Some published series have evaluated the usefullness of FDG-PET in the diagnosis of vascular graft infection. Fukuchi et al. [15] compared the efficacy of FDG-PET to CT in patients with suspected aortic graft infection. They conclued that identification of the characteristic FDG uptake pattern (diffuse and intense) as a diagnostic criterion on FDG-PET is superior to those on CT. Keidar et al. [16] assess the performance of PET/CT for the diagnosis of an infectious process and its localization to the vascular graft or to the adjacent soft tissue. Their conclusion was that FDG-PET/CT is a reliable noninvasive imaging modality for the diagnosis of vascular graft-related infection. The precise anatomic localization of increased FDG uptake enables accurate differentiation between graft and soft-tissue infection.
5. Conclusions
Vascular hemodialysis graft infection (VHGI) is a severe complication. Therefore, early and reliable diagnoses are necessary to provide adequate treatment and avoid further complications, such as anastomotic bleeding orsepsis, which can results in limb loss or even death.

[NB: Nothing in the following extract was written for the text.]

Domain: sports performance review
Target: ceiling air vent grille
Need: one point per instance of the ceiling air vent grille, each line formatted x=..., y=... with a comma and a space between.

FDG-PET/CT is emerging as a promising tool to detect VHGI in patients. FDG-PET alone has a high sensitivity for VHGI, butitlacks specificity when compared to CT. Thus, adding CT to the PET camera can increase specificity when evaluating this complication.
No study describes the use of PET for diagnosis of an arteriovenous prosthetic fistula. However, similitude between the prosthesis suggests that FDG-PET/CT has the same value for AV graft than for limb bypass or aortic grafts. Further studies are mandatory to define the use of PET/CT in clinical strategies more precisely and to assess its accuracy in the diagnosis of AV fistula infection.